Time Capsule To Mars Crowdfunding Campaign Launched By Students From Various Institutions
Brett Smith for redOrbit.com – Your Universe Online
Led by college students at several different American institutions, the Time Capsule to Mars (TCM) campaign has officially kicked off a crowd-funded effort to bring digital time capsules called CubeSats to the Red Planet.
Project organizers said they hope to place three CubeSats on Mars within the next five years. The satellites will contain photos, videos and other content from people around the globe who financially contribute to the project.
More than just a mission fueled by novelty, vanity or hubris – the project aims to spin off numerous technological advancements in pursuit of relatively cheap methods of exploring Mars, according to Paulo Lozano, director of the Space Propulsion Laboratory at the Massachusetts Institute of Technology.

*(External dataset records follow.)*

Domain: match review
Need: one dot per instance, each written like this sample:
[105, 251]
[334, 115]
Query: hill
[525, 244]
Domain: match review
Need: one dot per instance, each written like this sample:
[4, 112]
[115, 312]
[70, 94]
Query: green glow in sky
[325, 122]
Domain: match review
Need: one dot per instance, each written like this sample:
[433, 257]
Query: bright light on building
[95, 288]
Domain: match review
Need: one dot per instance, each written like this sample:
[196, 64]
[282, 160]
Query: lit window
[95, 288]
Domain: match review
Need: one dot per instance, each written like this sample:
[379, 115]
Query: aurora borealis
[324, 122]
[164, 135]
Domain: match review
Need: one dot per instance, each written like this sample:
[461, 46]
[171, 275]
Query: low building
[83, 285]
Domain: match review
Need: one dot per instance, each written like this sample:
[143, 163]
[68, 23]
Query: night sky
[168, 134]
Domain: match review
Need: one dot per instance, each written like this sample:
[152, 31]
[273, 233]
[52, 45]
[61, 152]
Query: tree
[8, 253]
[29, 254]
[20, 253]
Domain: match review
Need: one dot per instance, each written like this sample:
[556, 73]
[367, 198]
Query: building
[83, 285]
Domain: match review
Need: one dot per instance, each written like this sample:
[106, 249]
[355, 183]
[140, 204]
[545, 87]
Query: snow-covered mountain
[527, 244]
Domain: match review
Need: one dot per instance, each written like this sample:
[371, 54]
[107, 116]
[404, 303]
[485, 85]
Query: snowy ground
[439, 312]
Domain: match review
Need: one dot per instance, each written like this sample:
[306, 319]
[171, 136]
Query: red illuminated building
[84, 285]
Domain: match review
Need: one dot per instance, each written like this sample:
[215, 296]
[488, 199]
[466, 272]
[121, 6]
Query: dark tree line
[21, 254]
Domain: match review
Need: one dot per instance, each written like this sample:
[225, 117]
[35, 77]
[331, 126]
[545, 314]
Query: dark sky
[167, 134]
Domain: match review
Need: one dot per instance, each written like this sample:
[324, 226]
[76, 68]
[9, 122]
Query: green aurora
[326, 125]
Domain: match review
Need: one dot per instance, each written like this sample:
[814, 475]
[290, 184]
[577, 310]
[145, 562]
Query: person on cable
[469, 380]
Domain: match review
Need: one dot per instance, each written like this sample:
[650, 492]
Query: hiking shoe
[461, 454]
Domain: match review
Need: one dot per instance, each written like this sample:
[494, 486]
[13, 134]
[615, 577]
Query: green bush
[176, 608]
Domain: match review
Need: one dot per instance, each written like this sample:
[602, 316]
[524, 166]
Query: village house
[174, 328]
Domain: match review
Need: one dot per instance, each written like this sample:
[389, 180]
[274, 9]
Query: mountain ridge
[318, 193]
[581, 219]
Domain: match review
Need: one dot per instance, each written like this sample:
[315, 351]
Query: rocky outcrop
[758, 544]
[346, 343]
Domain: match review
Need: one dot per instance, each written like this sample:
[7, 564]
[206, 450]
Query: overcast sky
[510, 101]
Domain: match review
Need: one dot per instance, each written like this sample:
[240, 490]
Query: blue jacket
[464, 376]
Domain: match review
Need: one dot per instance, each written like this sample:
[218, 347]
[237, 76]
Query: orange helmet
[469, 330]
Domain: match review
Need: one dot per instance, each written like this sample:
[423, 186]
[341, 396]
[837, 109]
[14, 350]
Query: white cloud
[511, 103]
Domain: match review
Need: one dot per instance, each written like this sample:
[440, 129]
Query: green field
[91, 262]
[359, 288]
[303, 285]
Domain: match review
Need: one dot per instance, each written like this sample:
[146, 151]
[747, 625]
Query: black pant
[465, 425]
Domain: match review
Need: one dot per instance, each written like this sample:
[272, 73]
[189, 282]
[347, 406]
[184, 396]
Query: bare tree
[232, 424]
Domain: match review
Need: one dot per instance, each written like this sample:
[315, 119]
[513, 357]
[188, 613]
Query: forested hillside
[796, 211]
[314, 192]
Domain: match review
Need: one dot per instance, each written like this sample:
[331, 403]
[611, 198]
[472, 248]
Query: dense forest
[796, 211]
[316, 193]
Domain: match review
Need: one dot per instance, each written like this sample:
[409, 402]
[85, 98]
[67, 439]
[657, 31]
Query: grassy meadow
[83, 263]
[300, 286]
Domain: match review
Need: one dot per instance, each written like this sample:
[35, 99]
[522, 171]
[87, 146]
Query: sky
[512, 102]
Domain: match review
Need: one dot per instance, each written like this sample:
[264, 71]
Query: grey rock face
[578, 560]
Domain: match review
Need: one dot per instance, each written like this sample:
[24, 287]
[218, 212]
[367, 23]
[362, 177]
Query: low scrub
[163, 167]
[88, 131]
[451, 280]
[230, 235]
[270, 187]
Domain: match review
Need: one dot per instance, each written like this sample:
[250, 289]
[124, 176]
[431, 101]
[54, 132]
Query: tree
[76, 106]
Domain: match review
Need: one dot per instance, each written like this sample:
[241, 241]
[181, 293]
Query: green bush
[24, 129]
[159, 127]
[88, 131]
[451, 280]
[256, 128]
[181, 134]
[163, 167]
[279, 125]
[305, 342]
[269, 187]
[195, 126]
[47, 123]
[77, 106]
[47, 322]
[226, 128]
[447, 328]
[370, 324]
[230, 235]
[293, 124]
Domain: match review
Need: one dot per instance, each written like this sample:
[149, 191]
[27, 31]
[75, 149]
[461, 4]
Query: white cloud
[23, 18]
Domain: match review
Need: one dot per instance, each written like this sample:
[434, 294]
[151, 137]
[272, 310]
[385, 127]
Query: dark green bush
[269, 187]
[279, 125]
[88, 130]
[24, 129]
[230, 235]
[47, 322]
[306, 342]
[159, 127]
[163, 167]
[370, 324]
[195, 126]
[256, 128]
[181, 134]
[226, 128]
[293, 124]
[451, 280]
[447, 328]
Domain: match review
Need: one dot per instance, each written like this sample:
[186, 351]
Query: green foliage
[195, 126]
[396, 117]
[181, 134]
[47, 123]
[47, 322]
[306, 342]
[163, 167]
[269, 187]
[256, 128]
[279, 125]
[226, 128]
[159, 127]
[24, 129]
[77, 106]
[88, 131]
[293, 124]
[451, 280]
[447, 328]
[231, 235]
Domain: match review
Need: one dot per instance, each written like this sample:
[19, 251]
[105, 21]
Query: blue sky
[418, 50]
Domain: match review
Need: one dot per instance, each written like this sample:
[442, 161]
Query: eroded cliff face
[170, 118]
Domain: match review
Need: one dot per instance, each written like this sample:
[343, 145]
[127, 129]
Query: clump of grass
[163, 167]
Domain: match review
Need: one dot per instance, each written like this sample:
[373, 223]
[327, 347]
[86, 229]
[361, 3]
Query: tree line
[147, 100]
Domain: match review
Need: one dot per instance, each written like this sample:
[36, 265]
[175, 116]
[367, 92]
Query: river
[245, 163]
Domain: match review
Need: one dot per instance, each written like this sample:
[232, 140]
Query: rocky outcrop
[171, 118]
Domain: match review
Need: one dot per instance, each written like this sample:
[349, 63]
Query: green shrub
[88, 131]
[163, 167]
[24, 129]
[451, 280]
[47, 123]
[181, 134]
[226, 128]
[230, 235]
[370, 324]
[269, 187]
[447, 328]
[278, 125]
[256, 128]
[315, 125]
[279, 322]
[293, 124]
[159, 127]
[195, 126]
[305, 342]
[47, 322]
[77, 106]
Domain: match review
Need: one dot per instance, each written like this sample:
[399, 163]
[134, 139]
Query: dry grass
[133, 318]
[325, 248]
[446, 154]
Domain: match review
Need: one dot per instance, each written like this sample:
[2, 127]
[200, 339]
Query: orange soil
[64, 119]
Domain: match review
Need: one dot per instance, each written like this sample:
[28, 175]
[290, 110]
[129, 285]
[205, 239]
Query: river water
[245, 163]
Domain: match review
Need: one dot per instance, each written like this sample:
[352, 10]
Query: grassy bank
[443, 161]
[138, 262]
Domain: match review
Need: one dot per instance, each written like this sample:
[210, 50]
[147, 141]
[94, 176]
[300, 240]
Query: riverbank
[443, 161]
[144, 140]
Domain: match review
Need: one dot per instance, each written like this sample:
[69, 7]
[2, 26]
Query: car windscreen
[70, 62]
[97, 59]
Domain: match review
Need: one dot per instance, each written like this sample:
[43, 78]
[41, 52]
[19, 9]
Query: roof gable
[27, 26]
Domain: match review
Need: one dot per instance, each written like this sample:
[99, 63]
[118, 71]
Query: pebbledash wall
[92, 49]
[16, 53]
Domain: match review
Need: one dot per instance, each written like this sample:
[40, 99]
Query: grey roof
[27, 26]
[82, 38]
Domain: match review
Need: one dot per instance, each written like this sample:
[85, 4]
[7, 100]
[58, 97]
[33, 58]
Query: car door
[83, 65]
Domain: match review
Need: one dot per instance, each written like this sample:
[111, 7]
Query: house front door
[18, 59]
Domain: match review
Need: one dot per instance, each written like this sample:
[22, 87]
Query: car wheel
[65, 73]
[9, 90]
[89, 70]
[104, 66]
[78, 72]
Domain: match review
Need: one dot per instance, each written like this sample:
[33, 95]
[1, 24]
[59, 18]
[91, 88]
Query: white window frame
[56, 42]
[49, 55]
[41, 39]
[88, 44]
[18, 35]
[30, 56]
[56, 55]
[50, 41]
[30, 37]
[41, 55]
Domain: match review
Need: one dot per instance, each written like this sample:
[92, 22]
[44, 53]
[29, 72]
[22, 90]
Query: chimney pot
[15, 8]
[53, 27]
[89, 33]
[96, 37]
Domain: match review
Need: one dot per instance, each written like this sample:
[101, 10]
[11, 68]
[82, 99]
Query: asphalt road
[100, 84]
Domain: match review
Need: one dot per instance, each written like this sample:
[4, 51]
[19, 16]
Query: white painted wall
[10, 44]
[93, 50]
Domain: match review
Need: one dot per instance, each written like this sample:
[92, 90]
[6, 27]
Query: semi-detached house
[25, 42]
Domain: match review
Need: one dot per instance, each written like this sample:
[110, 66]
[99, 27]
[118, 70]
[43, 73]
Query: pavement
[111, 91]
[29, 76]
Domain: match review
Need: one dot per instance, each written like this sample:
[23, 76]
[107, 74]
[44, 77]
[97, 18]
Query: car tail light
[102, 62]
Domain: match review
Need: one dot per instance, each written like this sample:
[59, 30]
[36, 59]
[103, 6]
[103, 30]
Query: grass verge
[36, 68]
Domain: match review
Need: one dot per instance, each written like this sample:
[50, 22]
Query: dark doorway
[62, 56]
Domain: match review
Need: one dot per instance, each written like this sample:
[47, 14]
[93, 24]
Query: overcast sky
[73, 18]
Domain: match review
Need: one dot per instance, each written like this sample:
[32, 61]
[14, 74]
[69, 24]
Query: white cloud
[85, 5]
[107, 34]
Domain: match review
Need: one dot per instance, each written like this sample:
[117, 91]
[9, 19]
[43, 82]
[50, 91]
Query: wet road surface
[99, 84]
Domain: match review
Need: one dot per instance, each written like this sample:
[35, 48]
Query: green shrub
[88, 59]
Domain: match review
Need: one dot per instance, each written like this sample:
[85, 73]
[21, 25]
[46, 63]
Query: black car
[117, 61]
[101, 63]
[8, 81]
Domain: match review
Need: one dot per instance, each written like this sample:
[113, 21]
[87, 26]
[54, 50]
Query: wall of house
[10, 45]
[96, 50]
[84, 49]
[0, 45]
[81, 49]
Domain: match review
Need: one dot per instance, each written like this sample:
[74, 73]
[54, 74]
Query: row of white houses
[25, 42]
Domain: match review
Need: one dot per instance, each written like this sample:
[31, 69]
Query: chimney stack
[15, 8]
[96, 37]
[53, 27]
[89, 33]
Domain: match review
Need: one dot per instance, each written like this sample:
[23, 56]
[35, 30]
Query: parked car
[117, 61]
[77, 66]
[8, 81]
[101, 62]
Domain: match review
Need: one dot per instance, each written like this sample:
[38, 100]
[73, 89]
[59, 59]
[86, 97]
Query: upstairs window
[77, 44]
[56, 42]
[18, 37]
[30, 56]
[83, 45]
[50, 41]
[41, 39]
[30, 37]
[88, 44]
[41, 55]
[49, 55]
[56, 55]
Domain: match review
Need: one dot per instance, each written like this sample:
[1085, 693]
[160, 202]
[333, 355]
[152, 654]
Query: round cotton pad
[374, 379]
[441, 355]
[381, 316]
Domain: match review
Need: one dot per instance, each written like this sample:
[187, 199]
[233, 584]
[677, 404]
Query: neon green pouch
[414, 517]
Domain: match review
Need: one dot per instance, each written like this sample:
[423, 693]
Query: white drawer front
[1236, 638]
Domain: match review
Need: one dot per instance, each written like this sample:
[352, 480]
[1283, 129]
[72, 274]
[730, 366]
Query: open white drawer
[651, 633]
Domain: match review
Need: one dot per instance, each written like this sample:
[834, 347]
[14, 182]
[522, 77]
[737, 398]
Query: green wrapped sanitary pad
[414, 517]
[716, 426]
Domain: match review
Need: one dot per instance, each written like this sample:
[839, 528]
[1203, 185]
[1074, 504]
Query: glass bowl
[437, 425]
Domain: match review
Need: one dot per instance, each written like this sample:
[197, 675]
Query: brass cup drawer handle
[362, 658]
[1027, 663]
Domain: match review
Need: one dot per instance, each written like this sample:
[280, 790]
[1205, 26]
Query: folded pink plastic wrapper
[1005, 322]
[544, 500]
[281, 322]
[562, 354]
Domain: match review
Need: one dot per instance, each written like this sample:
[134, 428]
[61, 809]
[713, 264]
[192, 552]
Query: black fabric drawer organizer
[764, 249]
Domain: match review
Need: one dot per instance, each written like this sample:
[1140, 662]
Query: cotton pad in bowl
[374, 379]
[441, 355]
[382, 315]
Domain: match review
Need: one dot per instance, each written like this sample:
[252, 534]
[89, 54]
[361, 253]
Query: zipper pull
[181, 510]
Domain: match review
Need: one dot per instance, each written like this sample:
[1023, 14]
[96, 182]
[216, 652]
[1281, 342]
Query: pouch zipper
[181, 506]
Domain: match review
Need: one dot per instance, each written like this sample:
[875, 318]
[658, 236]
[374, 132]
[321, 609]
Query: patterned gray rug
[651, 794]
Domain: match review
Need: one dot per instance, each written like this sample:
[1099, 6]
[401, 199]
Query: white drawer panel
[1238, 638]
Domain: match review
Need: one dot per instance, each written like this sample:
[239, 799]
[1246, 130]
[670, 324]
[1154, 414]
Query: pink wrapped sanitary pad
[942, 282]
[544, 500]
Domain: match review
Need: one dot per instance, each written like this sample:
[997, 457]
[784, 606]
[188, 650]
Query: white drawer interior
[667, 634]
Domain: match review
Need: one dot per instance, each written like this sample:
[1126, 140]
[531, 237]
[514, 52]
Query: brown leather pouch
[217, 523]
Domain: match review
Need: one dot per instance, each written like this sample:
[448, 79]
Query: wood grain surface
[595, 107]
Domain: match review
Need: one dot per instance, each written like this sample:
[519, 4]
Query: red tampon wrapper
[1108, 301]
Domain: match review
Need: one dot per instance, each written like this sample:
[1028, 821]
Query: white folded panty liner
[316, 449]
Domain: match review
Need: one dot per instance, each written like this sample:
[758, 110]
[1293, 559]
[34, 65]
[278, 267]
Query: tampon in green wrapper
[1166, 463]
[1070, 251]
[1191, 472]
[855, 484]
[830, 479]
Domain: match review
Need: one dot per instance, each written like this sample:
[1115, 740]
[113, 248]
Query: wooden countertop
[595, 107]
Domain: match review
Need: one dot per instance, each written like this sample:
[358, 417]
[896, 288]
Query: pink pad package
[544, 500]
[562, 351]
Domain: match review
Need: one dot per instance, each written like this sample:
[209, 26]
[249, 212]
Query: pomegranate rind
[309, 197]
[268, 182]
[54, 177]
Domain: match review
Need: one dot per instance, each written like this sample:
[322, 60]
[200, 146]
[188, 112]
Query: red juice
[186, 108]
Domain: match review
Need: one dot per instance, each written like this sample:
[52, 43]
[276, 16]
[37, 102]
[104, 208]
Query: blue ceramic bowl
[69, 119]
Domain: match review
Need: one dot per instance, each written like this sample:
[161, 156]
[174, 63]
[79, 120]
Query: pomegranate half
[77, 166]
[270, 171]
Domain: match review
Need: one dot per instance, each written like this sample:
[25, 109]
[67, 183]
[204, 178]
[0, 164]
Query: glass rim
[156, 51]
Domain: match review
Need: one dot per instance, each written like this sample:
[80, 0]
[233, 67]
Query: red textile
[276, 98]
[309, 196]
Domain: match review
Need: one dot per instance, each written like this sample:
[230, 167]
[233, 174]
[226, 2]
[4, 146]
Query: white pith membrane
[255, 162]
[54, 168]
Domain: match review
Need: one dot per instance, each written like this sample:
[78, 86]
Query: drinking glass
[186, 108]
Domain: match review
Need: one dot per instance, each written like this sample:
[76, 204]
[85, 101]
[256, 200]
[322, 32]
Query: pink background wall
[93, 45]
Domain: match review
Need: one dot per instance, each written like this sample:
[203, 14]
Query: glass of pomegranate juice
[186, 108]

“This is not different from any other benefits technology brings to society,” he told the Boston Globe. “These endeavors require a high technical skill, and it’s very important for young people to be a part of that.”
“We hope this mission might be the first private mission to Mars,” TCM founder Emily Briere told reporters at a press conference, according to Space.com on Monday. “We hope it’ll be the first interplanetary trial of ion-electrospray propulsion … and we also hope it’ll be the first student-led endeavor to (another) planet and first interplanetary CubeSat.”
“We’ve got a lot of firsts, and it’s very exciting,” added the Duke University senior. “(M)illions of people from around the world (will be able to) send in their photo, their picture of their dog, their handwritten poem, and feel that they themselves are going to Mars and making an impact.”
The project has elected to raise the $25 million necessary to get to Mars via a crowdfunding campaign. If TCM were to reach its goal, it would set a record for the largest crowdfunded campaign in history.
“We were looking for opportunities to fund this mission in a way it would involve as many people as possible,” said Jon Tidd, director of fundraising and marketing and a Duke University graduate student. “We came up with the idea of a simplified 99-cent upload for a single digital photo.”
The project announced that it also plans to offer the chance for funders to upload videos, audio and text content in addition to photos in the near future. The digital content will be stored using “quartz storage technology” – an emerging storage medium that could maintain fidelity for hundreds of millions of years.
Other groundbreaking developments the project is said to be in pursuit of include ion propulsion and “deep space internet.”
“This is looking at various options that will help us get to Mars faster than we currently can,” Chris Carberry, executive director of the Massachusetts-based Explore Mars, told the Globe. “There’s an awful lot of excitement about Mars these days.”
“We wanted to remind people we go to space to push forward humanity,” Briere noted. “A lot of technology came from the Apollo era. We think space exploration is a natural avenue to explore that has endless rewards to people on Earth,” she added.